The battle for stricter safety measures in New York has been going on for years and unfortunately, those fighting for increased safety are constantly given new examples of workplace hazards and safety issues in the form of workplace accidents. Two of the most recent accidents in Manhattan sadly claimed the lives of their victims.
On Thursday, September 21st, 2017, Manhattan was struck by not just one tragedy but two.
The first accident took place at a worksite in the Financial District where construction workers were actively working on a high-rise. At around 9:15 a.m., Juan Chonillo, a 43-year-old Queens resident was working on a platform on the 29th floor when he slipped and fell over the edge. He fell all the way down to the first floor where he landed on scaffolding.
Although coworkers rushed to his aid, he sustained serious bodily harm and by the time rescue workers had responded he was declared dead at the scene.
According to witnesses, the platform he had been standing on was shaking quite violently and although he did have a safety harness on, he wasn’t properly clipped in.
He leaves behind a large family including five children who are devastated by their loss.
If you or someone you love has suffered in a similar incident, contact our heavy machinery accident lawyers today.
Although the full investigation will take time, the Department of Buildings (DOB), has already issued a partial stop-work order for this construction site because they found that there was no permit approved for the use of a crane on site.
A further review of the history of this job site shows that since the beginning of the year, nine violations have been issued including $24,000 in fines. Only five of those violations have been resolved.
Just hours later at 2 p.m., at a building under construction in Hudson Yards, two 45-year-old workers who were in the process of operating a forklift cage, fell from the bucket they were riding in. They fell about 35-feet to the ground below. One survived the fall with head and body injuries and was taken to the hospital where he is being treated and is listed in stable condition.

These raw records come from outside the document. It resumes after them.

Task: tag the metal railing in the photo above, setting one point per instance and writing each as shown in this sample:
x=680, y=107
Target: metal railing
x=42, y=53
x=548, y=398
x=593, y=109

The other man, unfortunately, succumbed to his injuries and was pronounced dead.
Although it hasn’t been announced why they fell from the bucket, both men were also wearing safety harnesses that were not clipped in.
Intro 1447 is a set of 21 bills that have been proposed and includes one bill which would require any worker who is going to work on a “major building” which is any building that is ten stories high or more, to undergo an apprenticeship program.
There is a strict divide among those who support and oppose this bill. Those that do support it believe that an apprenticeship will teach workers the skills they need to work at great heights and in hazardous conditions, setting them up for success. Those that oppose it say that the OSHA required safety training that is offered is already enough and that a forced apprenticeship would not only steer work away from nonunion employees but would also exclude African American and Hispanic employees from construction jobs.
Whatever the answer is, it’s clear that something needs to be done as these two men became the 16th and 17th workers to die on the job in New York this year.
According to the Occupational Safety & Health Administration, falls on the job are part of the “Fatal Four” and were the cause of death in 364 out of 937 deaths in 2015. In addition to this, the number one cited safety violation is the failure to provide fall protection in the construction industry.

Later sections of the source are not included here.